Granted, Uber and Lyft are not carsharing companies exactly.  They are mainly alternatives to taxi or livery services.  But they do share DNA with carsharing.  These companies operate somewhat like peer-to-peer (P2P) carsharing services, such as Relay Rides, which also serve as a way for non-professional drivers and those in need of a car to connect, as well as to maximize the utility of someone’s underutilized car.  And, P2P car services could compete with one-way carsharing, a business model that has taken off in the past few years thanks to companies like Autolib’, car2go, and DriveNow.  These services are all part of the new collaborative economy, which depends on a radically new attitude toward car ownership and the ubiquity of smart devices, apps, and software that makes the collaboration as seamless as possible.

Changing Times

The dramatic growth of P2P car services is just one example of how dramatically the transportation landscape is changing, with a clear shift away from the privately owned car as a primary transportation mode.  Yes, this change is still largely concentrated in major urban areas and in developed countries.  Meanwhile, rising car markets (like China) continue to show increases in sales to first-time car buyers, even as the pace of auto sales growth has slowed somewhat.  Still, in a world that is becoming increasingly urbanized, and with the rise of megacities (cities with populations of 10 million or more), this mobility transformation is going to spread.  In the world’s large cities, automakers will find their businesses increasingly squeezed by a range of other transportation options, including the P2P car services and carsharing.

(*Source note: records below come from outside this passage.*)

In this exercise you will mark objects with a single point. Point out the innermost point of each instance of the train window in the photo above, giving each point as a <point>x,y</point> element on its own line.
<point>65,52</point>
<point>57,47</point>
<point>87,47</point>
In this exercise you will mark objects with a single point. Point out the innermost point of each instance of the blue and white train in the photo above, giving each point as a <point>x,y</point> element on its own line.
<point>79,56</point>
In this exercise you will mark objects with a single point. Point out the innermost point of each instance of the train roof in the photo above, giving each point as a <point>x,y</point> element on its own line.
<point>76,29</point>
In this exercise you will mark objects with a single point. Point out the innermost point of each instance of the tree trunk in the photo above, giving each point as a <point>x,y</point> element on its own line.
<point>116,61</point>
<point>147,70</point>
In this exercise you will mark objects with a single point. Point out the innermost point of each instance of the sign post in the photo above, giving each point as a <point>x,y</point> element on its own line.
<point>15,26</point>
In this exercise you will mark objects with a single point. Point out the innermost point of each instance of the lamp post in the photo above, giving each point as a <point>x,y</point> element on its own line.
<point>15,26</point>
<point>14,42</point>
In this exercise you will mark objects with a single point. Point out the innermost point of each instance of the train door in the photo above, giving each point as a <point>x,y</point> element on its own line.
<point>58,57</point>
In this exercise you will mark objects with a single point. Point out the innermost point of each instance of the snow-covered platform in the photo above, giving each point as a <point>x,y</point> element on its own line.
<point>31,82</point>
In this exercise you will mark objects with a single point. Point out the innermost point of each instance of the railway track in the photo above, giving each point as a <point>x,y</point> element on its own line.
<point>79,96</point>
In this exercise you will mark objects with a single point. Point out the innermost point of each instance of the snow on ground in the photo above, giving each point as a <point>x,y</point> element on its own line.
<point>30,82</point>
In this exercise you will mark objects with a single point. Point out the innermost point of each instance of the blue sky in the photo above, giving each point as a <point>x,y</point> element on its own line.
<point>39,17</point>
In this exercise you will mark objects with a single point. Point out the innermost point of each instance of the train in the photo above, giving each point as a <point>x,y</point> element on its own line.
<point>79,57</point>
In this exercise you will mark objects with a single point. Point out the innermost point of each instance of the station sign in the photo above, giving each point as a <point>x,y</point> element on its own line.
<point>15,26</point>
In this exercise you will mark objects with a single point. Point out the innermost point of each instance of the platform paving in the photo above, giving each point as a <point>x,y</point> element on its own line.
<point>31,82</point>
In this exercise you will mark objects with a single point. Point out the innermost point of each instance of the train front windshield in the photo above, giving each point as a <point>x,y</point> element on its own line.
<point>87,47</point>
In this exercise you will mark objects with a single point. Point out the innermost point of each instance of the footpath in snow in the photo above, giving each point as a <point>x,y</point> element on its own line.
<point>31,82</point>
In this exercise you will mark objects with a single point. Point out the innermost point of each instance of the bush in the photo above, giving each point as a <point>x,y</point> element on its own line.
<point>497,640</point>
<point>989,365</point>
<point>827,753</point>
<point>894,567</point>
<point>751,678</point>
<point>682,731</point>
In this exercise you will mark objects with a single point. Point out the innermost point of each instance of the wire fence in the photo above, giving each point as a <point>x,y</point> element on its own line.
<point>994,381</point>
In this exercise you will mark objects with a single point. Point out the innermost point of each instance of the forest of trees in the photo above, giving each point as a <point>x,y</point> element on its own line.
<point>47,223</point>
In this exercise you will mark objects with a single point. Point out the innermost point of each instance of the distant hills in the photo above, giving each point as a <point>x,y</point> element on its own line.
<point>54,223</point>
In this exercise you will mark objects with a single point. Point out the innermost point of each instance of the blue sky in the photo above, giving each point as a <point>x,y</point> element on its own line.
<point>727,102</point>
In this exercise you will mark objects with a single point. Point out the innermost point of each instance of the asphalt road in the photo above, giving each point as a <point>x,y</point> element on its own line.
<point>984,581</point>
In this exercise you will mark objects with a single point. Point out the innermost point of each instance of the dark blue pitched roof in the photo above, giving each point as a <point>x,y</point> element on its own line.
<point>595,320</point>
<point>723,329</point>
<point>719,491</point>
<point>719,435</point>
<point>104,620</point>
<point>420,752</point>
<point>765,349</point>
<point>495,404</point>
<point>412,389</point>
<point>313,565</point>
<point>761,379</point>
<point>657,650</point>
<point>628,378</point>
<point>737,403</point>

How much of a threat will these options be to car companies?  Carsharing will cut into car sales to some degree, but based on Navigant Research’s forecasts, vehicle sales reductions directly related to carsharing will be tiny compared to the total passenger car market, which globally reached around 82 million in 2013.  But the broader transformation of urban mobility will have an impact on auto sales, as the many options for personal mobility make it easy to forgo buying a car during the time that fuel costs will be rising, along with the indirect costs of driving such as parking and traffic congestion.

This helps explain automakers’ interest in offering carsharing, which has the potential to provide substantial revenue.  BMW and Daimler in particular each came roaring into this market in the last 18 months, capturing significant market share in the European cities where they operate.  Daimler reports having 600,000 members in its car2go service, while BMW reports 215,000 members in DriveNow.  In the Navigant Research report Alternative Revenue Streams for Automakers, revenue from original equipment manufacturer (OEM)-owned carsharing services is forecast to be in the billions as overall demand for collaborative car ownership grows and more OEMs enter this market.  Carsharing represents a prime opportunity for automakers to ensure they play a central role in the changing mobility landscape.